FurnitureVLA: Learning Long-Horizon Bimanual Furniture Assembly with Vision-Language-Action Model

2026-07-01Robotics

RoboticsArtificial Intelligence
AI summary

The authors studied how to teach robots with two arms to assemble full-size furniture using models that combine vision, language, and action. They created a new simulated environment and a VR system for collecting real-world examples of furniture assembly. Their model can track progress through many steps and tasks, which helps it avoid mistakes. Their method improved success rates in simulation and worked well on a real robot, with only a small drop in performance on the toughest tasks.

bimanual manipulationfurniture assemblyvision-language-action modelslong-horizon tasksVR teleoperationrobot controlsimulation pipelineprogress predictionKinova Gen3 robot
Authors
Chenyang Ma, Yue Yang, Radu Corcodel, Siddarth Jain, Andrew Wu, Chiori Hori, Diego Romeres
Abstract
Current work on robot furniture assembly mostly focuses on toy-scale settings or single-arm manipulation. We introduce FurnitureVLA, the first systematic study of real-scale bimanual furniture assembly using Vision-Language-Action models (VLAs).

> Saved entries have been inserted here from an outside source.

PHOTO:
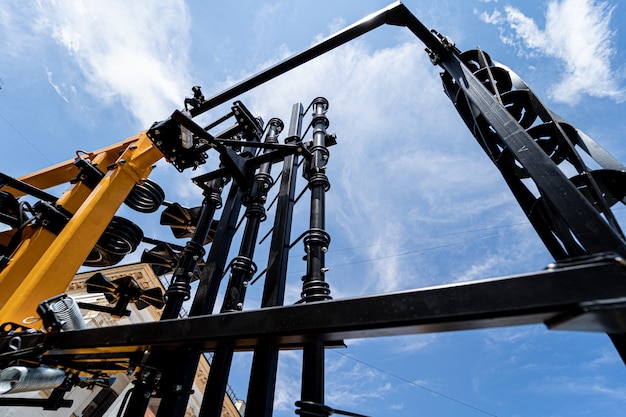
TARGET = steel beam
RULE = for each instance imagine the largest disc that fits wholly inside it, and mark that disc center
(539, 297)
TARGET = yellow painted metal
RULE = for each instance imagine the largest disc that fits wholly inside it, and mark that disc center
(44, 264)
(65, 171)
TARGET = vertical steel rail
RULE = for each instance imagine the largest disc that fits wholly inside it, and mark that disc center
(178, 292)
(316, 241)
(243, 269)
(183, 368)
(262, 385)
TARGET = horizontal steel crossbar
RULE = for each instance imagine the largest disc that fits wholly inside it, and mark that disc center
(538, 297)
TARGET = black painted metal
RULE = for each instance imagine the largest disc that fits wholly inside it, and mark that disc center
(242, 271)
(520, 299)
(262, 385)
(316, 242)
(526, 141)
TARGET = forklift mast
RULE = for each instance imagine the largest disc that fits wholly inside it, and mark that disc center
(532, 147)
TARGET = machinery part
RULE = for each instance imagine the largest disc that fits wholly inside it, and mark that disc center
(22, 379)
(89, 174)
(183, 221)
(121, 292)
(162, 258)
(99, 258)
(120, 238)
(9, 210)
(61, 313)
(51, 216)
(145, 197)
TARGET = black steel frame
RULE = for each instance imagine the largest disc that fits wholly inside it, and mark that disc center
(585, 290)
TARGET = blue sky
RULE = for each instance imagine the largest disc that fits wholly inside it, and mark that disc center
(414, 201)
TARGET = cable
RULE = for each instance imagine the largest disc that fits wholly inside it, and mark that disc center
(447, 397)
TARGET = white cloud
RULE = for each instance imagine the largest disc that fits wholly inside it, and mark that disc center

We formalize the task, develop a scalable simulation pipeline for expert data generation and evaluation, and build a VR teleoperation system for single-operator bimanual control to collect high-quality real-world demonstrations. To address extreme long-horizon assembly with up to 7 subtasks and 1550 control steps, we propose a progress-enhanced VLA, finetuned on semantically grounded subtasks, that jointly predicts actions and a continuous progress signal, enabling automatic subtask transitions and reducing compounding errors during inference. We further study perception and control design factors that critically affect precision in real-scale assembly. FurnitureVLA improves average simulation success from 48% to 80% compared to baselines across three furniture types, with an additional 21% gain from our design factor study. We validate on a real Kinova Gen3 platform with only 16% drop on the hardest task.